The researchers tested both the flying and swimming capabilities of their drone to validate the functionality and reliability of the design. The prototype demonstrated stable flight for over 15 minutes and achieved a swimming speed of 77 millimeters per second.

Overall, the work showcases a novel approach to adaptive rigidity control, maintaining stiffness in the air and flexibility in the water, which enables seamless transition between two vastly different environments and represents a significant step toward the development of truly versatile aerial and aquatic robots.

Learning, adapting, evolving

The team’s findings have the potential to advance the design of aerial and aquatic drones for rescue missions, environmental monitoring, and marine research. Further development is needed, however, before the system can be deployed in real-world settings.

The researchers plan to refine the drone’s control strategy to enhance flight stability and explore ways to improve energy efficiency, as heating the gallium currently consumes a substantial portion of the battery power.
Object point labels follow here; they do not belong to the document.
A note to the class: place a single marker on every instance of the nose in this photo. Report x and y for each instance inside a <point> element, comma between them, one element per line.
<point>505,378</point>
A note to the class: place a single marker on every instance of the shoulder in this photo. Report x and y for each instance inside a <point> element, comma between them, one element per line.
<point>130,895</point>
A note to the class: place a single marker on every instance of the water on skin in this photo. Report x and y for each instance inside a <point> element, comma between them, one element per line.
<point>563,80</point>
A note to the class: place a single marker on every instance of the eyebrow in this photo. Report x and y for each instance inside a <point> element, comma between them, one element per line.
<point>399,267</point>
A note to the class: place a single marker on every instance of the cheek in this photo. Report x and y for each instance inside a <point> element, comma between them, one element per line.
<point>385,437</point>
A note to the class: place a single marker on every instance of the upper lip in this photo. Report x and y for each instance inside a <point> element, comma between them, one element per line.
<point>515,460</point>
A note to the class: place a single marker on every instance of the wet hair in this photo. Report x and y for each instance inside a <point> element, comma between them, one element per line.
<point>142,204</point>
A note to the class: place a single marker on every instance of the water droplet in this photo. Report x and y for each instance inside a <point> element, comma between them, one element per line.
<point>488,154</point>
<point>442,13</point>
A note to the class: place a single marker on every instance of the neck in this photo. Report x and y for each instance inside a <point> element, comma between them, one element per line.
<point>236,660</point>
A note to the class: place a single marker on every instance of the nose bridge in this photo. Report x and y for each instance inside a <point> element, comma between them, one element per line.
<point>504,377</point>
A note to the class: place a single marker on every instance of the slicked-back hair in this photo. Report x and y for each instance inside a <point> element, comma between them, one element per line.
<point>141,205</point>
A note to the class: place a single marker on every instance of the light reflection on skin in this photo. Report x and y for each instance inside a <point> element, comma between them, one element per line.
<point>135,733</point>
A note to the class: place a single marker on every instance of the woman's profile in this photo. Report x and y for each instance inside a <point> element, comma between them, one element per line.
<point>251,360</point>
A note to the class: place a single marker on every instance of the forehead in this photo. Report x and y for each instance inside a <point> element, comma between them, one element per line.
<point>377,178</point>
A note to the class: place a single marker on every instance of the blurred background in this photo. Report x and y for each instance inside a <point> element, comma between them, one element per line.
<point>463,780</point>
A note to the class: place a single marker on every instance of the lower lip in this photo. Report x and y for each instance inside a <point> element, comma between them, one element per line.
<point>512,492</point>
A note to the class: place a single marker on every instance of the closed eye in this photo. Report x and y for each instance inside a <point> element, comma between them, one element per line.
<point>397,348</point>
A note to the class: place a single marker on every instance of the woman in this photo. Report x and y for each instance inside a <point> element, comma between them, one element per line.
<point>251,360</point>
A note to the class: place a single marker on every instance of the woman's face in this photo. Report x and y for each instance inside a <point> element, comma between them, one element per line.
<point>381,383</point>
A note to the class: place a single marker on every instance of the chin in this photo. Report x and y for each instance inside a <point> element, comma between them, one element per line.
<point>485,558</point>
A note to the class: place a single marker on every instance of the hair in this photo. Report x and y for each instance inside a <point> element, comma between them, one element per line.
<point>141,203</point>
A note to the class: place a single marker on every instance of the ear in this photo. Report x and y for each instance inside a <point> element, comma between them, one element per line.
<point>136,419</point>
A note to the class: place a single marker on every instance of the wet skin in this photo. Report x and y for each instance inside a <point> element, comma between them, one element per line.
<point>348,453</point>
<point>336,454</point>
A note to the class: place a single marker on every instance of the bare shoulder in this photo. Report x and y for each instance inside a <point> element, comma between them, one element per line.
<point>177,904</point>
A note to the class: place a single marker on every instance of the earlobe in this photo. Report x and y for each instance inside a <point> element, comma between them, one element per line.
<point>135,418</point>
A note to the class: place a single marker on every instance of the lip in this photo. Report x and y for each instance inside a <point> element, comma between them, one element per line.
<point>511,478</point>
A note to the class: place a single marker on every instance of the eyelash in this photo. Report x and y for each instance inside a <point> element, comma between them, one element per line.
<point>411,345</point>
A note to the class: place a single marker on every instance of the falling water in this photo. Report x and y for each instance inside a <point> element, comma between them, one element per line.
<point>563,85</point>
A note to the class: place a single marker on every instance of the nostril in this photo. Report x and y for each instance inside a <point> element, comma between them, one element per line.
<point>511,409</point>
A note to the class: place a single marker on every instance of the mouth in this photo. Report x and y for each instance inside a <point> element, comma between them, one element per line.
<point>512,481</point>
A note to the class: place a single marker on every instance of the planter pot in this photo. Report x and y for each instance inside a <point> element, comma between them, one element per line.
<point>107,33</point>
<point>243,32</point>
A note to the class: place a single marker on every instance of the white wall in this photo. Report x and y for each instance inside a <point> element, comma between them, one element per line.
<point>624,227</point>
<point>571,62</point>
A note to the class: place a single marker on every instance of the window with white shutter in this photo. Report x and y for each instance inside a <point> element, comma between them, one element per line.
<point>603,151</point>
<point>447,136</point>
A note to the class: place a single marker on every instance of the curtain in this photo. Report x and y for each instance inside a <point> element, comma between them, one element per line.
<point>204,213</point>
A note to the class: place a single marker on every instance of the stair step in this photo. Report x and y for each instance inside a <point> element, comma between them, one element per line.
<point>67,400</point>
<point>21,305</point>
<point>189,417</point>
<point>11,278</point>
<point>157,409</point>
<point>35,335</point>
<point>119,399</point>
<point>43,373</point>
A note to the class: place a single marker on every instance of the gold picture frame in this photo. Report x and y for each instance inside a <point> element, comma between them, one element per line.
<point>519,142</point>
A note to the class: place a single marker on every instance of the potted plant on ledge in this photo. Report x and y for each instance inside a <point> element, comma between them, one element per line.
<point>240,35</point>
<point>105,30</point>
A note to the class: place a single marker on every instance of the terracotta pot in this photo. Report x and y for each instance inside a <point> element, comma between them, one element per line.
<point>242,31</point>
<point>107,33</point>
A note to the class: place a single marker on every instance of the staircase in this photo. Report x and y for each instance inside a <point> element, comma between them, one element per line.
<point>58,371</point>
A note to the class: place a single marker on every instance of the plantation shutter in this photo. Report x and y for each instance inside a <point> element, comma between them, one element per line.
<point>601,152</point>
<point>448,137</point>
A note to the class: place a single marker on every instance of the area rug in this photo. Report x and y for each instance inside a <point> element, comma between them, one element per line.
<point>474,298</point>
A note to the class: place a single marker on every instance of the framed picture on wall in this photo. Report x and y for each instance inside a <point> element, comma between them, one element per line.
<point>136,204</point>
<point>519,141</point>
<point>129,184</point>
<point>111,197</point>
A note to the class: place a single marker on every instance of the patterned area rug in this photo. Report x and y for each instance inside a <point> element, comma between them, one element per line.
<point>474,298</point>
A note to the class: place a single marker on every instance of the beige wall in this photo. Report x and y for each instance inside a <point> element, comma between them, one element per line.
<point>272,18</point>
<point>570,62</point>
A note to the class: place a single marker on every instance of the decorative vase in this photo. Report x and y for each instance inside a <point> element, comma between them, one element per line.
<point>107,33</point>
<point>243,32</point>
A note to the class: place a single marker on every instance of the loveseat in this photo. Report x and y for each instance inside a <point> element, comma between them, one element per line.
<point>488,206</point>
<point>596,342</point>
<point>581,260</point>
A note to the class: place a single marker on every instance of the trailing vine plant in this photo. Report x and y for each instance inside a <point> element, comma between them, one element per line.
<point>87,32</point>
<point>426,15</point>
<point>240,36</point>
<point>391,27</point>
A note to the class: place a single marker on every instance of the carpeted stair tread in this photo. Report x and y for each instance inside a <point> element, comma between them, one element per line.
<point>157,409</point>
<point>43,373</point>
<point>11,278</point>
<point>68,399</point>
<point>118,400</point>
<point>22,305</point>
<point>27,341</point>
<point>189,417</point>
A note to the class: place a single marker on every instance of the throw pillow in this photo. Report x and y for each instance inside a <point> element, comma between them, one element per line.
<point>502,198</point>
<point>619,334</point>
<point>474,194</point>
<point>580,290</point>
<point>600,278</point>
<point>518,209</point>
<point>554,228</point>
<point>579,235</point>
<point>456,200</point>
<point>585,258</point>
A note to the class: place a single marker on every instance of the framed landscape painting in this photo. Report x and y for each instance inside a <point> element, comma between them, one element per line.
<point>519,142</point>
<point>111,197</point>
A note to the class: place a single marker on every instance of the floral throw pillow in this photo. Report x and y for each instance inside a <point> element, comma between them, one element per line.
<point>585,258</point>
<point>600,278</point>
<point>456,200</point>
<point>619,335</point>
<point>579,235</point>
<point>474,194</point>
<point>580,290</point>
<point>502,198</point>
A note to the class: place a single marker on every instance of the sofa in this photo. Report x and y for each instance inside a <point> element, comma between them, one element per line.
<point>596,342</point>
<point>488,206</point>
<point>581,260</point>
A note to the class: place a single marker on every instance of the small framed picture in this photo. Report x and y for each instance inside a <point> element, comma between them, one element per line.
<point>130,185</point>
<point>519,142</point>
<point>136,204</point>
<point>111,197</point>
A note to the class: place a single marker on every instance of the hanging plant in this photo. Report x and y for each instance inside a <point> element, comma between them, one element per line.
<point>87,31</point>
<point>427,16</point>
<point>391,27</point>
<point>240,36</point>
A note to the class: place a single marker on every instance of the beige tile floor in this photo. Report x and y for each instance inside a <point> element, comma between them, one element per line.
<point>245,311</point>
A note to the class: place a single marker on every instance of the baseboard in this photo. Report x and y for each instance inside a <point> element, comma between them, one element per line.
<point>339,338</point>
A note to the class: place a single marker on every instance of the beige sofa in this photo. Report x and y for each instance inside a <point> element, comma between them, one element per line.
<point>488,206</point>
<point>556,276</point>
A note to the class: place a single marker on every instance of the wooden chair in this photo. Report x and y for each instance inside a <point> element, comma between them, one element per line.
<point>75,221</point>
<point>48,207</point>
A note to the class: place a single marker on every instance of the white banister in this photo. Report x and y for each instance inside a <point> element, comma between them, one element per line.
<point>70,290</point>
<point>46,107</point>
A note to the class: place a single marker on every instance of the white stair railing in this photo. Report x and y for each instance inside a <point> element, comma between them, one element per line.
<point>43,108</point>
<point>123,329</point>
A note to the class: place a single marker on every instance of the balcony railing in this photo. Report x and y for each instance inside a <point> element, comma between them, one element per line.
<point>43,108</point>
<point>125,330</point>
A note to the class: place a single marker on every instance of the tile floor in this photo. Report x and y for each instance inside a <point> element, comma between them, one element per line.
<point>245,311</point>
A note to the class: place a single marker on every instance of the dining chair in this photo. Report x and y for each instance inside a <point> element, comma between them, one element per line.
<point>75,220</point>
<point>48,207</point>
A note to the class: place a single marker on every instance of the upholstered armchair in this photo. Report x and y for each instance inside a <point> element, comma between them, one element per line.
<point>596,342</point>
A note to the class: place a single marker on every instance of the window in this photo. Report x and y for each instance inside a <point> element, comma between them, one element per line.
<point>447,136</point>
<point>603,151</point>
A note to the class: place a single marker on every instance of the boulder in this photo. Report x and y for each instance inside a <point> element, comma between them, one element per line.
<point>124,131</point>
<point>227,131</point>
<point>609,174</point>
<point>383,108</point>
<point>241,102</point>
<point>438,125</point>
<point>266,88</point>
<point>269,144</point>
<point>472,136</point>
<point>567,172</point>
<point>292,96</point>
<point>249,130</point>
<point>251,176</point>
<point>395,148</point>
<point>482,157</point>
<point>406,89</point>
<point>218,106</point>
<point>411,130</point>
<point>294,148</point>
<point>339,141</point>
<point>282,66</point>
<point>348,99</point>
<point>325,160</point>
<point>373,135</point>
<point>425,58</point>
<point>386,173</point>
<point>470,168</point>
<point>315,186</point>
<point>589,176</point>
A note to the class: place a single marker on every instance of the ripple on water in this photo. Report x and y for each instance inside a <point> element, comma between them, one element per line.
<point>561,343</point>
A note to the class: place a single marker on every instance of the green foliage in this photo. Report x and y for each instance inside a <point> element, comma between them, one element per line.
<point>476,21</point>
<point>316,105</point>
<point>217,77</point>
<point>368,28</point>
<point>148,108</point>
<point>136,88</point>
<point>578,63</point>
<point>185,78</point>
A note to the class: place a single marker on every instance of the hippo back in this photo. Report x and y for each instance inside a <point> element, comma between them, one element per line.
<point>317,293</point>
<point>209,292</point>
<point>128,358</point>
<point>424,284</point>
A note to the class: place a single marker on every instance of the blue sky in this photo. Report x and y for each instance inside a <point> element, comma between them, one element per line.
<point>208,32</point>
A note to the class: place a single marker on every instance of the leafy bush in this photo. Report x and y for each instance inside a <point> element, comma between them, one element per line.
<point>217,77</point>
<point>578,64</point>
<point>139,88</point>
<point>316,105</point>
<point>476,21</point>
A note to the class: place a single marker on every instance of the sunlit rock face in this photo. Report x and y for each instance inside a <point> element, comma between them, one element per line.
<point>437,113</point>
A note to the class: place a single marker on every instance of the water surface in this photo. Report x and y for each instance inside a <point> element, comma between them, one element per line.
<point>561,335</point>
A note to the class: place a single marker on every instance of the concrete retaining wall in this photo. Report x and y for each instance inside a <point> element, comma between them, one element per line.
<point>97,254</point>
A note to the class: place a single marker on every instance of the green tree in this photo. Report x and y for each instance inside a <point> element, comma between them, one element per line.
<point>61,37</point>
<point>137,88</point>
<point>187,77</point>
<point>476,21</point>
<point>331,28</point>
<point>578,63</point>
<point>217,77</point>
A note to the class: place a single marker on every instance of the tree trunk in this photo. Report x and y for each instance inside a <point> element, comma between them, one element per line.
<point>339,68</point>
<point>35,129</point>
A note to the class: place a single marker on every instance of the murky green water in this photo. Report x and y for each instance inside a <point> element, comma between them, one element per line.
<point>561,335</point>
More broadly, Wu says that his long-term goal is to develop intelligent robotic systems that learn efficiently, inherit useful behaviors, and continuously adapt to new environments, forming a unified model of skill and structural evolution. By integrating AI and embodied intelligence with principles from biology and materials science, his research aims to create robots that not only move and interact like living organisms but also evolve in their physical forms and cognitive capabilities, advancing toward truly adaptive and intelligent machines.